7. Lijn het toestel in een verticale stand van de zijdelingse luchtdoorvoerroosters van de onderschelp van
het binnenfront loodrecht uit en breng de afmeting van het boorgat over op de muur (in combinatie
met de ronde mantelbuis of op de EPP-behuizing van de vierkante mantelbuis), en boor een gat voor
de ankerhuls van de montagekit of enige andere aan de ondergrond aangepaste ankerhuls.
De loodrechte montage van de onderschelp van het buitenfront vereist een
nauwkeurige verticale positionering van de onderschelp van het binnenfront!

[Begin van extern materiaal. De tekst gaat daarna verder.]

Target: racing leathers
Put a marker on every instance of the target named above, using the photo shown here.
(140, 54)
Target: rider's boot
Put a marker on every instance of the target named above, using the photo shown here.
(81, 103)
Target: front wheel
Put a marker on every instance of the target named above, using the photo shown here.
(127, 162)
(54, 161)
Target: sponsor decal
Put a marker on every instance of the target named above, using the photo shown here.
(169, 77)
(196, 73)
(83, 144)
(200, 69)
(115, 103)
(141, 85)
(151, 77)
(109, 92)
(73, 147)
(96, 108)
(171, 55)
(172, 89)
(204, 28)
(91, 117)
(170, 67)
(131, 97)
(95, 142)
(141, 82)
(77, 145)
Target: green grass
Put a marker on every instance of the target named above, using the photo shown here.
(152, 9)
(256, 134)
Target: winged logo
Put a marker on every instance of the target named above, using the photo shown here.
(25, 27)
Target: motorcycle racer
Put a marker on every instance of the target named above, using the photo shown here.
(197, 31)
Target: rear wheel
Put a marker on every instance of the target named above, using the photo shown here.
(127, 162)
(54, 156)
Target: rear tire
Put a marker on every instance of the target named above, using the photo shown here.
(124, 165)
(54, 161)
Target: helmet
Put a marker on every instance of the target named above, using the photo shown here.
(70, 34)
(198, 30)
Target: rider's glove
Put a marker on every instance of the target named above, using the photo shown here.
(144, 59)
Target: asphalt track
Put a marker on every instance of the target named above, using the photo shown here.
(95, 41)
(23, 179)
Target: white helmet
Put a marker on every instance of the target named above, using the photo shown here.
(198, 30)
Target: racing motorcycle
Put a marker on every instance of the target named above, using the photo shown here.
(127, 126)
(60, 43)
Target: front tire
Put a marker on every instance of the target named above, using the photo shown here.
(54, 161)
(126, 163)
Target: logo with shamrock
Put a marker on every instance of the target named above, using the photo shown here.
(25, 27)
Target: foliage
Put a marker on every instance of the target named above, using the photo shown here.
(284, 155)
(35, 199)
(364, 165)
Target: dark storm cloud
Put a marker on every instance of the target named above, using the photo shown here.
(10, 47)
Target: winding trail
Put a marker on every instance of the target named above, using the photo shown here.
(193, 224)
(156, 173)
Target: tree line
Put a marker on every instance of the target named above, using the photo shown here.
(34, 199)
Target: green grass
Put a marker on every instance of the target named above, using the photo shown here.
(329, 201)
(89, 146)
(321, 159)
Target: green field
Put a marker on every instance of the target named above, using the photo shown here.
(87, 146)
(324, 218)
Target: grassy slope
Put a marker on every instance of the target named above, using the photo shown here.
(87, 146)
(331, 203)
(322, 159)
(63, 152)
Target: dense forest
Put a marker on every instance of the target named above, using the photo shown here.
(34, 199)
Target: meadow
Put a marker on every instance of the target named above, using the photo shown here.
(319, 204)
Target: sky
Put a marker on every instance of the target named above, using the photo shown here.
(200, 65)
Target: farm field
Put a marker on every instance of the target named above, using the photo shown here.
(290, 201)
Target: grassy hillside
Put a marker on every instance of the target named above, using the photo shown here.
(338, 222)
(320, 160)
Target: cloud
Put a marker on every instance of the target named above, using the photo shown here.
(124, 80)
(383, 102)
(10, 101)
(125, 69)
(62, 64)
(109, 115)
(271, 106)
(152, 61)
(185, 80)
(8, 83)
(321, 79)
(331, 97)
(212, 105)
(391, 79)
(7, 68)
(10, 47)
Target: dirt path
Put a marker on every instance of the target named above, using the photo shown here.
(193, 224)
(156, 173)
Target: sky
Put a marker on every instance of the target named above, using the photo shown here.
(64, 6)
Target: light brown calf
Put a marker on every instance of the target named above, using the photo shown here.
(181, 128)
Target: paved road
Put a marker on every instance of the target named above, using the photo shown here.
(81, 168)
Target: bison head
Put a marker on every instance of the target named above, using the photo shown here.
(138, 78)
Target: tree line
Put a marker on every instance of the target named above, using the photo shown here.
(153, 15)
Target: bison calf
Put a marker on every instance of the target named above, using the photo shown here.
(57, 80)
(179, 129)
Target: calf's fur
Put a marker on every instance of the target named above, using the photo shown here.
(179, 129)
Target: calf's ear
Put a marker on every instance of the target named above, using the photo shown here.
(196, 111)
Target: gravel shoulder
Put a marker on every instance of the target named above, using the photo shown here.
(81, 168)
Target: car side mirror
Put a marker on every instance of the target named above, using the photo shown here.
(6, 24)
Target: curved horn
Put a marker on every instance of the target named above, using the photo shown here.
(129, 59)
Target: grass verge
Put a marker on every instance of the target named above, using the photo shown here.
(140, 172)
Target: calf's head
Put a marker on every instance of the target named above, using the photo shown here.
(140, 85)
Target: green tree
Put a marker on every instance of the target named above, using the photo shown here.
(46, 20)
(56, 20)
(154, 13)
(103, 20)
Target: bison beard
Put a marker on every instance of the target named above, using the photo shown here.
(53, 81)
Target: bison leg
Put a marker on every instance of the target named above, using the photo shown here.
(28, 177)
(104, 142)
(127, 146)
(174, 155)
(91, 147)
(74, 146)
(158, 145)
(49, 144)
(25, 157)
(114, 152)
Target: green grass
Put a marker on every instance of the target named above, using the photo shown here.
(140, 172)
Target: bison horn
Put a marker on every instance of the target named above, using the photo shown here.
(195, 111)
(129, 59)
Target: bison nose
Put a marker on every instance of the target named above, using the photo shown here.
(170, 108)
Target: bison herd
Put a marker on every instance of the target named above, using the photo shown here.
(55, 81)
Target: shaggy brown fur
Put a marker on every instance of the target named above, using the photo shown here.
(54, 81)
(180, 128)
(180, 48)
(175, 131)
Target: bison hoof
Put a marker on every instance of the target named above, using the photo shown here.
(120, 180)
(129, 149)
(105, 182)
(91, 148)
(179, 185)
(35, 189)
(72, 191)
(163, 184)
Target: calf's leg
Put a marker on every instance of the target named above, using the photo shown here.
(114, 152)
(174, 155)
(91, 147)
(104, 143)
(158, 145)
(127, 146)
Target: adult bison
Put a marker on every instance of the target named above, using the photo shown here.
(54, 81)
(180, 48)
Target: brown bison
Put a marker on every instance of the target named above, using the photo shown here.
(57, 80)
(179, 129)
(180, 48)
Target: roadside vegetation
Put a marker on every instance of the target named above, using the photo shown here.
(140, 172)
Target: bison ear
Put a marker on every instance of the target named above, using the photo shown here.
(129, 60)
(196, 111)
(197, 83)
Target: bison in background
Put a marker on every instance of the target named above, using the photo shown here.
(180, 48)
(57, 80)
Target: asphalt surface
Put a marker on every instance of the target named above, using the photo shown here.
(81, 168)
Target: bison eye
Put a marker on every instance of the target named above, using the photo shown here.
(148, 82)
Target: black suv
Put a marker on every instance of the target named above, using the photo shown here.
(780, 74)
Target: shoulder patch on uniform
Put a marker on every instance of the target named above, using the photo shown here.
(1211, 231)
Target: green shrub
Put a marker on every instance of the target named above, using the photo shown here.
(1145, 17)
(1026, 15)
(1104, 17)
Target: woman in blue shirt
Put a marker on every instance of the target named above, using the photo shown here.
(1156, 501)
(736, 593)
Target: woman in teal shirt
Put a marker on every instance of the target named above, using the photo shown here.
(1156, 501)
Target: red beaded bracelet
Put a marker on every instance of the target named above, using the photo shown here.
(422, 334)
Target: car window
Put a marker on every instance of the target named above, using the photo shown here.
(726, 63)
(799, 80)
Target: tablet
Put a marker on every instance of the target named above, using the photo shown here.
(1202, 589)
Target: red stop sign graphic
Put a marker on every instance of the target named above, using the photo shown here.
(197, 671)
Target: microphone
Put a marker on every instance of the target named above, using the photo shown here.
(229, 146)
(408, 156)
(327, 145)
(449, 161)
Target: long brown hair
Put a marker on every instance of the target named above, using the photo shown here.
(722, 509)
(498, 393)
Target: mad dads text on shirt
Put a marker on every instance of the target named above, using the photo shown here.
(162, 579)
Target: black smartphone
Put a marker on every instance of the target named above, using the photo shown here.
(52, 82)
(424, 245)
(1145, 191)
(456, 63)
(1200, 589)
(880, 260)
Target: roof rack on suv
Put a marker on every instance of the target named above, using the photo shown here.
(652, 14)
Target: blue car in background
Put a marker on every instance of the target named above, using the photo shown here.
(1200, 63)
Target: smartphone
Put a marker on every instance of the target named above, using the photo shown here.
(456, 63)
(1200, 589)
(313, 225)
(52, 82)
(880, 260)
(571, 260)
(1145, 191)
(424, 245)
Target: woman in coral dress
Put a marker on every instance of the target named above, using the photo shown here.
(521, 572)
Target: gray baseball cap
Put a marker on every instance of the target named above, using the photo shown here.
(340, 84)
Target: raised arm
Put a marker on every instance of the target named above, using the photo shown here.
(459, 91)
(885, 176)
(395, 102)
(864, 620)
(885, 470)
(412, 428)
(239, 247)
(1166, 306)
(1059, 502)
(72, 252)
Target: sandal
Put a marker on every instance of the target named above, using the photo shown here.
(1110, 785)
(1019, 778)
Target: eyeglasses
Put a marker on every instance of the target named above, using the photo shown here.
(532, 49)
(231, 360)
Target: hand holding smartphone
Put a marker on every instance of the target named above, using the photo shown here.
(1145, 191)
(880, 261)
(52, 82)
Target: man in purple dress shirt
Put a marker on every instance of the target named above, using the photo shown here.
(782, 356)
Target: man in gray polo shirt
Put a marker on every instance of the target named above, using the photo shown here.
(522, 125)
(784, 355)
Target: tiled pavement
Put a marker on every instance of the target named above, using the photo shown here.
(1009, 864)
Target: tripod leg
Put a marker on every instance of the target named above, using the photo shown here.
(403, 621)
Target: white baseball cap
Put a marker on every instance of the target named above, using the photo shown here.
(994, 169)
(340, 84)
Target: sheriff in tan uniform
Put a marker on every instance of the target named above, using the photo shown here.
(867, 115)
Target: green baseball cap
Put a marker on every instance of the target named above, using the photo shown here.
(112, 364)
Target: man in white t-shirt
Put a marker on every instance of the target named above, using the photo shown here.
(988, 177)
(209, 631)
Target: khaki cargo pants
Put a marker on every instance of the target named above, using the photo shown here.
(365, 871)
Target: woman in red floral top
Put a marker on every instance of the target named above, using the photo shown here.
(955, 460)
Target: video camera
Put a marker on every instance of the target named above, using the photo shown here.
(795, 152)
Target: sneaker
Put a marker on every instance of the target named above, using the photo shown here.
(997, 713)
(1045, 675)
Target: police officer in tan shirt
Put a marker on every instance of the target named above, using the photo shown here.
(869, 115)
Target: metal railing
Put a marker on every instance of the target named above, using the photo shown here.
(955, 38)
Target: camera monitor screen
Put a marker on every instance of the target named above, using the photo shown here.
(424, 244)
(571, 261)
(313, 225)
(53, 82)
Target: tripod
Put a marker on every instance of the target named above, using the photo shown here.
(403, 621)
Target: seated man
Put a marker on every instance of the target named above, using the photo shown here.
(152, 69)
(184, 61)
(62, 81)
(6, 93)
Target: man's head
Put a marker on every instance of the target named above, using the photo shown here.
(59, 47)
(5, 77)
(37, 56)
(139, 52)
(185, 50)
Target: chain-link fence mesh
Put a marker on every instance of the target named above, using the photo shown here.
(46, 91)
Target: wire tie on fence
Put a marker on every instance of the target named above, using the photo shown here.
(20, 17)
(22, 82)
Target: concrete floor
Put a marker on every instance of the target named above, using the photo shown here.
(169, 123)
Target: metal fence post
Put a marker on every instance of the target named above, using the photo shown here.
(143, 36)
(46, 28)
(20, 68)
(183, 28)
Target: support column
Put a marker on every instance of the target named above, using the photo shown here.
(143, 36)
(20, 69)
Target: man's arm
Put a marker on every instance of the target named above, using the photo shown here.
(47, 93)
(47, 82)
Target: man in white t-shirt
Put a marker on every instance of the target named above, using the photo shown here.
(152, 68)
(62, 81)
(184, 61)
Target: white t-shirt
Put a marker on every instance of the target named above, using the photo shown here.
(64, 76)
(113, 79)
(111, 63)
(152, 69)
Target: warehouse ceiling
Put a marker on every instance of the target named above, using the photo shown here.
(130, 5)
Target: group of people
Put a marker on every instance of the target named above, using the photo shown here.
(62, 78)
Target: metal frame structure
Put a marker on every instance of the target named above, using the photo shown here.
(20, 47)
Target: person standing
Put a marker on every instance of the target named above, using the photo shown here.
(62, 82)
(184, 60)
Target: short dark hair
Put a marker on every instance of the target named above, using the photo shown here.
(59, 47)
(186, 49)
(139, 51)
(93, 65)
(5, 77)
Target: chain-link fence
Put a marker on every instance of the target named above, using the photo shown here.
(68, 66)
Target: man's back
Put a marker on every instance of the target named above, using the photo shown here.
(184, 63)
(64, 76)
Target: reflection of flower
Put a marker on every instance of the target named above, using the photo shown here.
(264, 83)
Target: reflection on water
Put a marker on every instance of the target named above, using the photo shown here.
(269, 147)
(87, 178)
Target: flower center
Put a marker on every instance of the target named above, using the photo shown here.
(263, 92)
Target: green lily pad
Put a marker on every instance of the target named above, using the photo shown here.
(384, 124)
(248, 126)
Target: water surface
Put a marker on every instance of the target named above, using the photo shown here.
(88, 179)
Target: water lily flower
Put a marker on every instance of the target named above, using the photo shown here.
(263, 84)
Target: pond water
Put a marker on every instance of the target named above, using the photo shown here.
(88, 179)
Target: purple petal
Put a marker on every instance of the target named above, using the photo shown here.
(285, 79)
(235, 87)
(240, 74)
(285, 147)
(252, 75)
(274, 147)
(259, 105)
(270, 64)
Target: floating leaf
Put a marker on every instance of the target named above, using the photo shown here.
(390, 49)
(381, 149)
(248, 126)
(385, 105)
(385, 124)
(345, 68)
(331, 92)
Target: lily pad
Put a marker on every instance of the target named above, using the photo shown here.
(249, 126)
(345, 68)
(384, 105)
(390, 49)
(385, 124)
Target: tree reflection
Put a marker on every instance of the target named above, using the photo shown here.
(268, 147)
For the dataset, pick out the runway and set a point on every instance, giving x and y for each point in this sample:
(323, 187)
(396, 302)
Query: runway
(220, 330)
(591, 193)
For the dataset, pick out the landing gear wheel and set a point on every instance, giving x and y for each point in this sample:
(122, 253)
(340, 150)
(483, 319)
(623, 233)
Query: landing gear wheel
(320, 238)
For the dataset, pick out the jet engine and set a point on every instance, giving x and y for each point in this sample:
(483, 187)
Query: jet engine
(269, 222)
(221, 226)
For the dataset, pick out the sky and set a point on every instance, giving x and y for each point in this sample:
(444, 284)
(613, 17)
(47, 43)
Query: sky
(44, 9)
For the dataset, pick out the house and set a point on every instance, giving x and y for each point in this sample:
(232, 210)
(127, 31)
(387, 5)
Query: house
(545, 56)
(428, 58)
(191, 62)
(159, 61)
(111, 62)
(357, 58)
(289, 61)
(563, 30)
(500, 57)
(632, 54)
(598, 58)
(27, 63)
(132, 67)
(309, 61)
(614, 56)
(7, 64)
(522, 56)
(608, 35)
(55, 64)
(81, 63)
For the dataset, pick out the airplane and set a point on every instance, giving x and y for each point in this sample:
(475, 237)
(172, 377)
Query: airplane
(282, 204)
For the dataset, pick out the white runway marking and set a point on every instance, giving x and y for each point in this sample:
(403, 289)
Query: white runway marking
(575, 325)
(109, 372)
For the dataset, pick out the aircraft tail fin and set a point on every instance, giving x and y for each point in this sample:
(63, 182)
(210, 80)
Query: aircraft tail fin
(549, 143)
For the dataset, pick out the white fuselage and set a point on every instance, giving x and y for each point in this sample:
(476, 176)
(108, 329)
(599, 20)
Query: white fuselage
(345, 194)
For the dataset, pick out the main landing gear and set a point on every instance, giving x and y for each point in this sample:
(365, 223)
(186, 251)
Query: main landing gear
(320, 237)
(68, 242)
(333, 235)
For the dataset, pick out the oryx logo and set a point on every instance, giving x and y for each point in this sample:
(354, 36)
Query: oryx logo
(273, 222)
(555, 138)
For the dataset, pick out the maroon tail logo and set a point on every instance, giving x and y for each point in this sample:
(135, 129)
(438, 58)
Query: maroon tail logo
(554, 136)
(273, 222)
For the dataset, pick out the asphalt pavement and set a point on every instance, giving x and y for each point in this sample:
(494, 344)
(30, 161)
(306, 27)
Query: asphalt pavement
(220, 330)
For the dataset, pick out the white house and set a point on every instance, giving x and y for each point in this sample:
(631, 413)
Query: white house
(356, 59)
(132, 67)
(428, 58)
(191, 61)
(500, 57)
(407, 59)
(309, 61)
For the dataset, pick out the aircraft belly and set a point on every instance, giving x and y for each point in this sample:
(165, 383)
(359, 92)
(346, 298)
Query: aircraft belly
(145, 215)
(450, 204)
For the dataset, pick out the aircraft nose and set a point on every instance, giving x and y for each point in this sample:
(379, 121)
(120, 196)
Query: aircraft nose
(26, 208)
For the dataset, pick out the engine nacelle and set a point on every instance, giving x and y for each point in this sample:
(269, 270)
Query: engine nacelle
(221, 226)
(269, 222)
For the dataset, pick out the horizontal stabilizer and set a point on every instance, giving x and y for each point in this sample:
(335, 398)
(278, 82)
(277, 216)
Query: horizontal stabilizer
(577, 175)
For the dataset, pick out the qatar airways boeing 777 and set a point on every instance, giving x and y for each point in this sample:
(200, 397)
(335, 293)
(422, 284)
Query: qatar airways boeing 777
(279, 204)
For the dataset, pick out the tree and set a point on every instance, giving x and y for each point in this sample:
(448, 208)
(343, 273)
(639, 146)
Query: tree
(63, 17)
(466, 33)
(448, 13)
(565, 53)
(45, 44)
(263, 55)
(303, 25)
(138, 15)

8. Schuif de toestelkern terug op plaats en bevestig de onderschelp van het binnenfront in het boorgat
met een schroef uit de montagekit of een voor de bevestiging geschikte schroef.
3.2.4
Montage van het buitenfront
Bij de montage van het buitenfront moet worden verzekerd dat vallen wordt voorkomen door
een gepaste bevestiging! De meegeleverde montage-toebehoren kunnen eventueel, in functie
van de gevelconstructie ter plekke worden vervangen door overeenkomstig geschikt
bevestigingsmateriaal. De verantwoordelijkheid voor een correcte veilige montage rust op de
uitvoerende onderneming!
De montage van het buitenfront dient pas na voltooiing van de gevel maar wel onmiddellijk na
de inbouw van de ventilatie-unit te gebeuren!
Controleer de vlakheid tussen de mantelbuis, het verlengstuk van de EPP-behuizing en het
geveloppervlak!
Ga voor de montage als volgt te werk:
1. Verwijder de bovenschelp van het buitenfront van de onderschelp van het buitenfront volgens
sectie 2.4.1, punt 2.
Aanwijzing voor ronde mantelbuis:
2. Plaats de onderschelp van het buitenfront met de verhoogde contouren voor de luchtleiding
nauwkeurig op het verlengstuk van de EPP-behuizing en draag de boorgaten over op de gevel.